1-Wire

1-Wire is a computer bus system designed by Dallas Semiconductor that provides low-speed data, signaling and power over a single wire. 1-Wire is similar in concept to I²C, but with lower data rates and a much lower cost.

One of the attractive features of the bus is that a device only needs two wires, data and ground. To accomplish this, the IC includes an 800pf capacitor to power it from the data line. The devices are often delivered in tiny cans that look like small capacitors or watch crystals.

In mass-produced systems 1-Wire devices are on a printed circuit board with their controller.

Some laboratory systems connect them using RJ-11 wiring, with the devices themselves mounted in a socket.

Systems of sensors can be built by wiring together 1-Wire components, each including all of the logic needed to operate on the 1-Wire bus. Examples include temperature loggers, timers, voltage and current sensors, battery monitors, and memory. In a laboratory, these can connected to a PC using a bus converter, USB, or a printer port being popular solutions.

The iButton is a mechanical packaging standard that places a 1-Wire component inside a small stainless steel "button" similar to a disk-shaped battery. iButtons are connected to 1-Wire bus systems with an adaptor that connects the "lid" and "base" of the canister to an RJ-11 plug.

Use of the bus

The hardware-level of the protocol is usually performed by special software in the bus master, and a resistor. The resistor pulls the wire up to five volts, and incidentally provides the power to the network of devices.

The master starts a sequence of bits starts with a "reset" pulse, which pulls the wire to zero volts for a long time: 480 microseconds.

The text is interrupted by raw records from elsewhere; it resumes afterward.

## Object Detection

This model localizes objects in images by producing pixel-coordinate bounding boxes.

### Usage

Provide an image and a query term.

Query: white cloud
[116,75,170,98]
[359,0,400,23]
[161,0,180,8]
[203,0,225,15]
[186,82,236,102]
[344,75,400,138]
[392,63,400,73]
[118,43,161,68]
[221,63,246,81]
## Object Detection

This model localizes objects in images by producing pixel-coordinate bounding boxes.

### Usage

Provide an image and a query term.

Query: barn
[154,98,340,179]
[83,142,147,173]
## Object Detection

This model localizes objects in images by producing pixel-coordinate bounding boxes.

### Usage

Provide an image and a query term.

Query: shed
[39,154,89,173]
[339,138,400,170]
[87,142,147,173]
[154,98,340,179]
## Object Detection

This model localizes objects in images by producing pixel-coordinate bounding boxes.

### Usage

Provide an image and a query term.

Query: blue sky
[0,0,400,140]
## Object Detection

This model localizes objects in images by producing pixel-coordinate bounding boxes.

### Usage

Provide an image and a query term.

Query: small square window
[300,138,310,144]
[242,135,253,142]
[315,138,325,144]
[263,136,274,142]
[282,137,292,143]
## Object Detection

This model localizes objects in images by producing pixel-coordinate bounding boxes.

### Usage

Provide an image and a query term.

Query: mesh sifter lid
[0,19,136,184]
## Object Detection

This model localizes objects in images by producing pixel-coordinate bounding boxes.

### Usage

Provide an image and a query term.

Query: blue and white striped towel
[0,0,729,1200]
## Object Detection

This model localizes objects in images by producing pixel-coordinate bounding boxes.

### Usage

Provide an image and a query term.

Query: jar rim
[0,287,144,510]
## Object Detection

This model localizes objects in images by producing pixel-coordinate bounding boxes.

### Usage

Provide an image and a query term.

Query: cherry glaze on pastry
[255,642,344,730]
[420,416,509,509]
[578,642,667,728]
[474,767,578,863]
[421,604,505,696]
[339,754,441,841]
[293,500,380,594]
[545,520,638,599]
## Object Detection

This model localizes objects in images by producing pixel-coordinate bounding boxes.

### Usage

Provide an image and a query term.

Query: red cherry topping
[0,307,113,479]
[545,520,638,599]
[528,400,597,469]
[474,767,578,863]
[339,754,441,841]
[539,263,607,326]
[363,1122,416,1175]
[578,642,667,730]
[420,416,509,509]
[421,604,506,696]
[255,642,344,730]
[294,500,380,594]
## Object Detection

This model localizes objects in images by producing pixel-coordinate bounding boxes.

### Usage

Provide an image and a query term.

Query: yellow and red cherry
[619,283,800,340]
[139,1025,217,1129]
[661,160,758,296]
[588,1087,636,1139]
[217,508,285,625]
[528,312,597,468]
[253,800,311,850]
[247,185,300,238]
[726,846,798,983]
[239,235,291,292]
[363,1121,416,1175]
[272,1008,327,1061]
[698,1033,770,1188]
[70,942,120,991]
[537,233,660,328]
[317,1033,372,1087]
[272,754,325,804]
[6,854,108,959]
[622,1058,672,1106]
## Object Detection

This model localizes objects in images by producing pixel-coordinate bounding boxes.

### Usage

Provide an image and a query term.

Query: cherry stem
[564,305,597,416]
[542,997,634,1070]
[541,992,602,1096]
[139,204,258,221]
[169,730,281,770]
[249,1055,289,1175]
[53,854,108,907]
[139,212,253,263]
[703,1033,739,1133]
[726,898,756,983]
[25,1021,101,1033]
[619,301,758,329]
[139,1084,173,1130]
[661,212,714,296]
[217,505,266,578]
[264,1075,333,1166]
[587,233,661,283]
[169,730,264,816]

This resets every slave device on the bus, probably by depriving them all of power. After that, any slave device, if present, shows that it exists with a "presence" pulse: it holds the wire at ground for at least 60 microseconds after the master stops driving the bus to ground.

To send bits, the software of the bus master places a sixty microsecond zero-volt pulse on the wire to send a zero, and a one to fifteen microsecond zero-volt pulse to send a one. If a parallel port is inconvenient or the operating system interferes with the timing, a UART run at 100K BAUD with some driver circuitry can be used to produce and sense acceptable pulses.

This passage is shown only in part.